The Nexus Q is a gorgeous-looking piece of hardware. It has a pleasing, spherical shape with a flat bottom so you can stack it on your entertainment centre. There’s thin LED band that circles the device. The lights react to the music your playing, splaying trippy colours around your living room. Pretty cool.

It’s also surprisingly heavy for such a small device. Google packed a full Android-powered computer in the Nexus Q, so there are a lot of powerful guts inside. Hidden in the back are ports for Micro HDMI, Optical audio, Ethernet, Micro USB, and banana jacks for stereo systems. 

The whole package really is impressive, and it’s a nice departure from all those squarish devices clogging my entertainment centre.

google nexus Q

Photo: Steve Kovach, Business Insider

Using It
With the Nexus Q, the user experience is more about what you can’t do than what you can.

For example, you can’t:

  • Stream music from other services like Spotify or Rdio.
  • Play videos on your Android device that come from outside the Google Play store.
  • Stream video from third-party video services like Netflix, Hulu, or HBO GO. 
  • Play your own music files unless you upload them to Google Music first.

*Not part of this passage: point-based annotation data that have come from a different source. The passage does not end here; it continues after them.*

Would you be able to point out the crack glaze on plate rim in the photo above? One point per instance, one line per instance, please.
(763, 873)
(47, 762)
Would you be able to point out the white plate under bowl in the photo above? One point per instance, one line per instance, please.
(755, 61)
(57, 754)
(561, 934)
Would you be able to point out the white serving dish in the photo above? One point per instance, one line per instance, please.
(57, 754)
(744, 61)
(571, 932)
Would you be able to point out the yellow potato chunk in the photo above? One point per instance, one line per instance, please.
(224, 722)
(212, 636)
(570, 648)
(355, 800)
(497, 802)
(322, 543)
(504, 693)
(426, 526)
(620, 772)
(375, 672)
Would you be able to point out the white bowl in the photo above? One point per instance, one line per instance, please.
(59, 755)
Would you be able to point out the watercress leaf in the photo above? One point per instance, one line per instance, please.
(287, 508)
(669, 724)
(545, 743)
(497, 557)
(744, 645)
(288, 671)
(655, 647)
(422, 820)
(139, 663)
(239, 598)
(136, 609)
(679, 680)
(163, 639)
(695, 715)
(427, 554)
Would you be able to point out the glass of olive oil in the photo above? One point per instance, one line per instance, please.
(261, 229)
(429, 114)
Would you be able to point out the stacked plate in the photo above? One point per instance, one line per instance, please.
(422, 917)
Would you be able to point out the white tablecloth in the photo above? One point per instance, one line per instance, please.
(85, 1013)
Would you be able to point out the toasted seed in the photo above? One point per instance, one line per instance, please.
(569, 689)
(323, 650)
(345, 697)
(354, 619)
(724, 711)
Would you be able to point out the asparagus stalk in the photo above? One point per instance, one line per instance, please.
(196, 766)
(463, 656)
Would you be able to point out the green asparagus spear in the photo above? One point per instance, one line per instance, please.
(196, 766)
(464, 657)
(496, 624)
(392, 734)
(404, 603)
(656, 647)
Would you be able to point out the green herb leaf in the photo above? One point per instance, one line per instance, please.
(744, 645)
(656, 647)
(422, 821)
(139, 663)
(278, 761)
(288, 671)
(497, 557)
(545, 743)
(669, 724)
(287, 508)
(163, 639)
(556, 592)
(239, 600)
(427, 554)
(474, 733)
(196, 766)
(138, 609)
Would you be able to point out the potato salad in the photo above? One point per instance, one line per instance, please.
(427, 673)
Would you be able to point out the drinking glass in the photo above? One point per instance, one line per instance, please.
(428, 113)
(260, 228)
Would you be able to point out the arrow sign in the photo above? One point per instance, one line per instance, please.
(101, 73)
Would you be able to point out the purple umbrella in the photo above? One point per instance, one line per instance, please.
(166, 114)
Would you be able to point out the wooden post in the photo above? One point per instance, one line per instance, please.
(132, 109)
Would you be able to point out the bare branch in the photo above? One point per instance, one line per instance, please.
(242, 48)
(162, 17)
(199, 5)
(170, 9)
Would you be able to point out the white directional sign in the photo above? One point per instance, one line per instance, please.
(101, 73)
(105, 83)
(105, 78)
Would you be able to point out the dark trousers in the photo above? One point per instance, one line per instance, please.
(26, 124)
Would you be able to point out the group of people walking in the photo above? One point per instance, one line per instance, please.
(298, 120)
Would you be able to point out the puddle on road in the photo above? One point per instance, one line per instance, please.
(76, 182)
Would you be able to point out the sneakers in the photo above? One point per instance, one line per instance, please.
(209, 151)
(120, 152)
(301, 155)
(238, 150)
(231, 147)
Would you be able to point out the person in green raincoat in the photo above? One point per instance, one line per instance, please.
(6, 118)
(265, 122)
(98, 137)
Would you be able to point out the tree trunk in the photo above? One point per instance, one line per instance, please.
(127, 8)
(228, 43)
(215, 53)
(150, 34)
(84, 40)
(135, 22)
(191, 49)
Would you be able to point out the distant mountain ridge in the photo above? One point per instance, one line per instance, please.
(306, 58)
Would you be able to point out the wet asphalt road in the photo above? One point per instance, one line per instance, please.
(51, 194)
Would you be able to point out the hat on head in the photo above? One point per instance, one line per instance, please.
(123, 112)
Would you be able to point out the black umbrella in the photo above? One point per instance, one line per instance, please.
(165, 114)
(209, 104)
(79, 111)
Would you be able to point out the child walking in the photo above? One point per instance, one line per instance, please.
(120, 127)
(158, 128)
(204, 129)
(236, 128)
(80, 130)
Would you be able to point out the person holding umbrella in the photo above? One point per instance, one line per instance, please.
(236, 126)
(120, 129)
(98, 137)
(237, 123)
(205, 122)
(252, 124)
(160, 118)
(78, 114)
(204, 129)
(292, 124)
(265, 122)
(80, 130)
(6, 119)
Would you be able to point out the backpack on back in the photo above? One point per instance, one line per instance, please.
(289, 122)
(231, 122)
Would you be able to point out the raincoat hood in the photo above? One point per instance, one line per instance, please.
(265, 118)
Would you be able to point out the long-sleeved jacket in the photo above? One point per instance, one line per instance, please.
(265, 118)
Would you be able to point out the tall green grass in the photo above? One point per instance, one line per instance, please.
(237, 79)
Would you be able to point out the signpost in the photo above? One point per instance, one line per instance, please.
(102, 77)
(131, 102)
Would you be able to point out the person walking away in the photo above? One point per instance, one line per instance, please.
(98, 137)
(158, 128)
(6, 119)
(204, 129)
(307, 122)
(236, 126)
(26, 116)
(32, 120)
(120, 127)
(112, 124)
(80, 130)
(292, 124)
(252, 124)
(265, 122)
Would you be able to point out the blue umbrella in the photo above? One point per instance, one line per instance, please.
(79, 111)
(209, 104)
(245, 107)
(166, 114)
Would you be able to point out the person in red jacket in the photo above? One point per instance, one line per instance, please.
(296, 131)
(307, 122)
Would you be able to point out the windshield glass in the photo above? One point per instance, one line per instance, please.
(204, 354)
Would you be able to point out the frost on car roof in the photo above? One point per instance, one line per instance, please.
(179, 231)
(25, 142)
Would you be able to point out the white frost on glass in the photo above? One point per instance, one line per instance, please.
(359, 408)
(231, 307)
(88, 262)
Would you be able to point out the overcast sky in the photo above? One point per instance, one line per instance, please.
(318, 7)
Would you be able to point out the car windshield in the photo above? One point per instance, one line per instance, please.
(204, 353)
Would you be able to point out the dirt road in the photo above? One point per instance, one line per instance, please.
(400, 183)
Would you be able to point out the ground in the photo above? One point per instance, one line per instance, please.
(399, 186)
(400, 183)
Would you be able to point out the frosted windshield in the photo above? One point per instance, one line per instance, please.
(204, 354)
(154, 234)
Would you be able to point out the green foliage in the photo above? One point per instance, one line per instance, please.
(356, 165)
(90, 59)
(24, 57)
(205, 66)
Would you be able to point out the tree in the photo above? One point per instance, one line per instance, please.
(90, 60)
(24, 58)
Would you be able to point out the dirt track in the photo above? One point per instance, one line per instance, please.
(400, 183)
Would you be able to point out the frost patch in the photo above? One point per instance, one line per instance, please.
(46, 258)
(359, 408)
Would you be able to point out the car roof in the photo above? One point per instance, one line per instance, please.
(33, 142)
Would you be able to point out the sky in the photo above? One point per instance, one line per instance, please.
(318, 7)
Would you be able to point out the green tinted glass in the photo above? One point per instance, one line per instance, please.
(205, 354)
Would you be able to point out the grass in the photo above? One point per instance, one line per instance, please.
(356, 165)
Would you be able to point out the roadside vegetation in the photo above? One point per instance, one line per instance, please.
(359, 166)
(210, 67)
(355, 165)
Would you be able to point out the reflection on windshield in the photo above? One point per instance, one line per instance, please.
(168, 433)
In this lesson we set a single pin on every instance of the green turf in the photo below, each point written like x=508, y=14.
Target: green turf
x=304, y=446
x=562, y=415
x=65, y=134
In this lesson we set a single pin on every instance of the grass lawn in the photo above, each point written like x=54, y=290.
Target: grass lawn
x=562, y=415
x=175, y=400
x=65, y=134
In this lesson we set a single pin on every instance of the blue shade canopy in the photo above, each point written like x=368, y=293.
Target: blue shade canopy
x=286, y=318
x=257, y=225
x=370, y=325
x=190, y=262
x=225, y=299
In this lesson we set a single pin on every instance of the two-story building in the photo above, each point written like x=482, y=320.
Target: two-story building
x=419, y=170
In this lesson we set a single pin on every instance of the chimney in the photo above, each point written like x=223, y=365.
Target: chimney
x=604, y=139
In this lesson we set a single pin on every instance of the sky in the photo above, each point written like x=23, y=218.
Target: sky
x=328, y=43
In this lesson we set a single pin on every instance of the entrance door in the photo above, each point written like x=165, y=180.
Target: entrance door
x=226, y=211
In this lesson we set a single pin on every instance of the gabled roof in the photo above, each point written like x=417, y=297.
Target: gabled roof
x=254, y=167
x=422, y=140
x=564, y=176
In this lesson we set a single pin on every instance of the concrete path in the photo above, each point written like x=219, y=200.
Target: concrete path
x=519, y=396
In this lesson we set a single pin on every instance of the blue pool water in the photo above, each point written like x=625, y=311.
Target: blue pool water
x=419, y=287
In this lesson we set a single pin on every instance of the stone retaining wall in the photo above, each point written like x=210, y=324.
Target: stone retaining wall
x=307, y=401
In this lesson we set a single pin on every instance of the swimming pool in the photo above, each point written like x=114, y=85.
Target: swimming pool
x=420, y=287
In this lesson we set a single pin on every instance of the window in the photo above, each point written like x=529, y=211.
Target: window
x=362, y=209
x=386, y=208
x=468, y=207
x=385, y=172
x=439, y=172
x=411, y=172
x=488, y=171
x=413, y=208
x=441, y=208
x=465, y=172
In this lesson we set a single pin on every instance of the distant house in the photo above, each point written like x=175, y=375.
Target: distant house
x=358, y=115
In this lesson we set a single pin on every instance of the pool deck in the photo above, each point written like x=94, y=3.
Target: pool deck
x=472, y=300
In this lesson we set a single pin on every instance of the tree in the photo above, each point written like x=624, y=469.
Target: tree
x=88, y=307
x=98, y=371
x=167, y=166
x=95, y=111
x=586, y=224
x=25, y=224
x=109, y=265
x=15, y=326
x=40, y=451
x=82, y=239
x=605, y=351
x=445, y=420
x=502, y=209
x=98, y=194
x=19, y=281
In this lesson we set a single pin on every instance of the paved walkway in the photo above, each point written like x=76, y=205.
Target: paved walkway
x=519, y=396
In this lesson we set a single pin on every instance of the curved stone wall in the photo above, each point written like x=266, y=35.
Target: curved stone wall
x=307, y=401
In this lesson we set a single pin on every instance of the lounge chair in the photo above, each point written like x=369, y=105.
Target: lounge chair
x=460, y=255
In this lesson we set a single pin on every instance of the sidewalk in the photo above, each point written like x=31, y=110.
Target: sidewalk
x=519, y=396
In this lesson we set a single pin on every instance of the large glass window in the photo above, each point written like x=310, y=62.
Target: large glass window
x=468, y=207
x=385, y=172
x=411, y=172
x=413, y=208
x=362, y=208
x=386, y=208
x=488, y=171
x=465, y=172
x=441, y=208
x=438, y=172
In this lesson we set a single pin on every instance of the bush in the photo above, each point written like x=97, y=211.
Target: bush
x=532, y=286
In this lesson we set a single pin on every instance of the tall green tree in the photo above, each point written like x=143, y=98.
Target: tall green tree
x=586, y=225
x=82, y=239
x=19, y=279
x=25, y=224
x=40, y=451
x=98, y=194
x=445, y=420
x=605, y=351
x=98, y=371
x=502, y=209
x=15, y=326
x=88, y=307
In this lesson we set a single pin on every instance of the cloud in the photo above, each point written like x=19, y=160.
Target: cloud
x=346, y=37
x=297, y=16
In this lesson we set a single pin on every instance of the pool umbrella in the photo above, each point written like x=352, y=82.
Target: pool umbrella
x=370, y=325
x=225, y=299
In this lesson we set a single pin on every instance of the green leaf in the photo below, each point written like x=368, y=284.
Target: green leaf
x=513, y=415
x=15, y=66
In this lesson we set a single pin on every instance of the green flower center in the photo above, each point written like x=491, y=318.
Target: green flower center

So I found it very annoying that a device that costs about three times as much as the competition underperforms in every category possible. Unless all your digital content comes from Google Play, the Nexus Q is next to useless. (And chances are you don’t have much content from Google since the Play store only recently added a broader selection of music, movies, and TV shows.)
When you want to play a video on the Nexus Q, you have to get it started on your Android device first. Then you tap a “Play” icon in the top right corner to tell Google to send the video to your Nexus Q. It takes forever. I often had to wait up to 30 seconds for a video to finally appear on my TV. Music was a bit faster, but overall it’s nowhere as seamless as Apple’s AirPlay.
Once you do get a video up and running, the experience is awful. The Nexus 7 tablet I reviewed came with a free copy of the new Transformers movie. I couldn’t even get the Nexus Q to load the video. After staring at the “loading” animation for several minutes, I just gave up. I was able to get a National Geographic show running, but it was almost unwatchable. Video quality was nowhere near as good as what I get on my Apple TV or Boxee and the stream would stop and restart every few seconds. 

google nexus q video playing

Photo: Steve Kovach, Business Insider

I do like how the Nexus Q integrates with YouTube. Google just released a new version of the YouTube app for Android that makes it a lot easier to share and watch your favourite channels. I didn’t have any problems getting YouTube videos to load on the Nexus Q like I did with Google Play videos.   It’s a handy feature, but hardly a redeeming one.

Should You Buy It?
I can’t think of one good reason to buy the Nexus Q. There are so many better, more affordable options like the Apple TV ($99), Roku (starts at $79), and Boxee Box ($179) out there.

There's no user interface on the Nexus Q. You just get this screensaver when you aren't listening to music or playing videos.

You have to download the Nexus Q app to your Android phone or tablet to control the device. Let's set it up...

Your Android device has to pair with the Nexus Q to get started.

A quick Bluetooth connection is all you need to link the devices.

Whoops! No matter how many times we tried, our phone wouldn't connect. Let's try a tablet instead.

Success! We're now connected to the Nexus Q. All the app does is let you adjust a few basic settings. If you want to watch a video or listen to music, you have to open a separate app. Let's open Google Play Videos.

Tap the video to start watching.

The video has to start streaming to your device before you can push it to your TV.

Tap the arrow to send the video to Nexus Q.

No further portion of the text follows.